Example 3: Retention of PDMN in PF-PDMN Admixed with Rice Hulls in Different Ratios

[0186] PF-PDMN and rice hulls in the weight-ratios as outlined in table 3 have been mixed with a TURBULA® Shaker-Mixer (64 rotations/min) for 10 min, sieved through a 2 mm sieve and mixed again for 10 min to obtain homogenous mixtures (50 g batches). Then two samples (5 g each) were stored in reclosed PE bags at 25° C. under controlled atmosphere (60% r.H) for 2 months. Afterwards the remaining content of PDMN was determined by HPLC. The results (as relative concentration to the initial value set to 100%) are presented Table 3.

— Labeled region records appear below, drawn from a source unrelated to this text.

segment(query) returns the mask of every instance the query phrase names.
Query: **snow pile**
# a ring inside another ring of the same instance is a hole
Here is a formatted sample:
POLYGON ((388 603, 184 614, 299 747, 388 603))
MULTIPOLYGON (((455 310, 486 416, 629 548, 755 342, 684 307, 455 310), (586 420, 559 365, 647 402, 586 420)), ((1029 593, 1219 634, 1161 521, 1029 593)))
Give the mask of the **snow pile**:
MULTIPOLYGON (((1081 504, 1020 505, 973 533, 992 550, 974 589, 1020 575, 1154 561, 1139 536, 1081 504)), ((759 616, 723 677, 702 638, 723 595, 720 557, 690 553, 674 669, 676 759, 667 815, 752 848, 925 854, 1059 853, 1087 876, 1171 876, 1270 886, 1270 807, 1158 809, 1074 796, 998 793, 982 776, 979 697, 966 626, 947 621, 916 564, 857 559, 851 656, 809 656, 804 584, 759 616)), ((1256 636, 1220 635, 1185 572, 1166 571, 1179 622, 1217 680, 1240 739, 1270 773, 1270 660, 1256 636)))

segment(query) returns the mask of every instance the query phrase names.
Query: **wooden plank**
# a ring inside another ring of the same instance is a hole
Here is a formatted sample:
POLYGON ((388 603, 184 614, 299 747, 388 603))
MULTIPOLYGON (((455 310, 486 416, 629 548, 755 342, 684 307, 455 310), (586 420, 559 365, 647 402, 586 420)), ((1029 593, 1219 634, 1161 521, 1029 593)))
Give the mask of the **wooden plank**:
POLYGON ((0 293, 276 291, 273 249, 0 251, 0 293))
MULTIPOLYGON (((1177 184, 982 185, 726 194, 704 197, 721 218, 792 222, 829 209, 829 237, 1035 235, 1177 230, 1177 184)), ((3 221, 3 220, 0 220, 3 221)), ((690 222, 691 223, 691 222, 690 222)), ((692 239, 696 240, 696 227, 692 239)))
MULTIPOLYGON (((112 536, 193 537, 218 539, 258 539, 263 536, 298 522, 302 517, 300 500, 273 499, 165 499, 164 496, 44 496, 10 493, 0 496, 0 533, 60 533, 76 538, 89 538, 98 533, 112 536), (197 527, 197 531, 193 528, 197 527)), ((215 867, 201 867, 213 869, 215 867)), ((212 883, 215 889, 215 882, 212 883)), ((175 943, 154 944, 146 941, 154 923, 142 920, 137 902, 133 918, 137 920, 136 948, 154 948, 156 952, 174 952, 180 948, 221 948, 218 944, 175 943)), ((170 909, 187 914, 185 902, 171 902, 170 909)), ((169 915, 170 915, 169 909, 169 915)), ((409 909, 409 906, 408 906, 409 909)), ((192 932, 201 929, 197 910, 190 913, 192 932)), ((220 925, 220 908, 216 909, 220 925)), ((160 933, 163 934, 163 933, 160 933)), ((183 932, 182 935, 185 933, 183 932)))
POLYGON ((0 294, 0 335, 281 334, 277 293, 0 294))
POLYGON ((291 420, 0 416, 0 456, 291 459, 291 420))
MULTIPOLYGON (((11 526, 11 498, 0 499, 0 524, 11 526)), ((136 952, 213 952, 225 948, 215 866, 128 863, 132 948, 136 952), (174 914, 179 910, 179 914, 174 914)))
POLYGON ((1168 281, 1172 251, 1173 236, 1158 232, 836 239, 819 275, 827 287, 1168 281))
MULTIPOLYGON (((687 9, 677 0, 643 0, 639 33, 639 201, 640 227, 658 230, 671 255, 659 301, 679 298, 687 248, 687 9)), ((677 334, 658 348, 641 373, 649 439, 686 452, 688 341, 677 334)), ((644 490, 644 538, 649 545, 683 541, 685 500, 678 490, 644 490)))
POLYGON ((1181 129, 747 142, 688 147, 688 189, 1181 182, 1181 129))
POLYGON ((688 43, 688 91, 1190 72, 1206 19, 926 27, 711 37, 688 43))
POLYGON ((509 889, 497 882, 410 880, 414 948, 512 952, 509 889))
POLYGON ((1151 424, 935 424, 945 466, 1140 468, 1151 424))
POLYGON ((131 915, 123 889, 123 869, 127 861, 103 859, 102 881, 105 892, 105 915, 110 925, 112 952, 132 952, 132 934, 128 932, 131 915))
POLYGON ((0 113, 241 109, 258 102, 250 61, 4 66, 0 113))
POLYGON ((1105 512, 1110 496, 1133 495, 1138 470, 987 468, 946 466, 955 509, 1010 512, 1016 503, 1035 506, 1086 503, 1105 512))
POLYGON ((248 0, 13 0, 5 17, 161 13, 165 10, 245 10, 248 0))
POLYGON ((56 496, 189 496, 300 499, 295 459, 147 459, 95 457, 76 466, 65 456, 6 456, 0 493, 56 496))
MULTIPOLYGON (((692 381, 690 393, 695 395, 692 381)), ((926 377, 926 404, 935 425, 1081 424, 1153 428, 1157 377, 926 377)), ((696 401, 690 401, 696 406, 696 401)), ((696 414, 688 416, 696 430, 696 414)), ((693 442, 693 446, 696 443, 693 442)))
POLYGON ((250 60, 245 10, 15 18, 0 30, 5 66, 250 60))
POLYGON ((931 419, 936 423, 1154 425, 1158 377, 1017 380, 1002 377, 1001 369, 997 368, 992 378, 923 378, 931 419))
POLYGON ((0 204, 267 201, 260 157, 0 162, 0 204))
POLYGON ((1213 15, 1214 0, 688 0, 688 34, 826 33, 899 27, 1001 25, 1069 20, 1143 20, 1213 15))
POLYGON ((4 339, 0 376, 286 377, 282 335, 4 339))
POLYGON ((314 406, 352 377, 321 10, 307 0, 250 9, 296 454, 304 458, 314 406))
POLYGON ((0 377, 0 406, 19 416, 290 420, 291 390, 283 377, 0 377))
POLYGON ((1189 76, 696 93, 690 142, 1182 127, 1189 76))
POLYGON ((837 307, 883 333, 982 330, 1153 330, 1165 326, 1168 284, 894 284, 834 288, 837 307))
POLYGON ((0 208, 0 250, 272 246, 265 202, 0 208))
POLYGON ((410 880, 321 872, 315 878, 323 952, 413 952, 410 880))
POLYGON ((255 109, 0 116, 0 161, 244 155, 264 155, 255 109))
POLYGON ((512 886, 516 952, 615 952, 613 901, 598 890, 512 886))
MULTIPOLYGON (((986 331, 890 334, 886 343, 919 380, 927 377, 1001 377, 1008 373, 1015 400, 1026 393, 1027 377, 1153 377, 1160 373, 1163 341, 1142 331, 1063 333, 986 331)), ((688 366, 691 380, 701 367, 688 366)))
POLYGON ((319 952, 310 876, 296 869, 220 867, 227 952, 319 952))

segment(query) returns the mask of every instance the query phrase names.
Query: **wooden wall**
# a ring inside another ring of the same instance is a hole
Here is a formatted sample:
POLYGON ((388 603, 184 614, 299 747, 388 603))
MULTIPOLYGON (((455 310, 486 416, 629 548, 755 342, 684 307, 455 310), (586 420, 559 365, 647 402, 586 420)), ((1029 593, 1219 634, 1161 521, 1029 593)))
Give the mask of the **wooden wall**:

TABLE-US-00003 TABLE 3 Retention of PDMN in PF-PDMN admixed with rice hulls in different ratios # Ratio [%] Retention [%] Inv 3 90/10 98 Inv 4 50/50 92 Inv-5 30/70 98

[0187] As can be retrieved from table 3, the use of the rice hulls according to the present invention resulted in an improved retention of the active over a broad concentration range.

Example 4: Retention of PDMN in PG-PDMN Admixed with Rice Hulls in Different Ratios

[0188] Rice hulls were weighted into a PE bag. Then the corresponding amount of a solution of 20 wt.-% of PDMN in propyleneglycol (as outlined in table 4) was sprayed into the bag with a compressed air gun at 0.5 bar pressure (50 g batches). Afterwards the bag was closed and mixed manually. Then the rice hull/PG-PDMN mixture was transferred into a 400 ml flask and mixed with a TURBULA® Shaker-Mixer (64 rotations/min) for 10 min to obtain a homogeneous mixture. Then two samples (5 g each) of the respective mixtures were stored in reclosed PE bags at 25° C. under controlled atmosphere (60% r.H) for 2 months. Afterwards the remaining content of PDMN was determined by HPLC. The results (as relative concentration to the initial value set to 100%) are presented Table 4.

TABLE-US-00004 TABLE 4 Retention of PDMN in PG-PDMN admixed with rice hulls in different ratios # Ratio [%] Retention [%] Inv 6 10/90 92 Inv 7 30/70 93 Inv-8 50/50 93

[0189] As can be retrieved from table 4, the use of the rice hulls according to the present invention resulted also in a significant improvement of the retention in the absence of a silica carrier over a broad concentration range.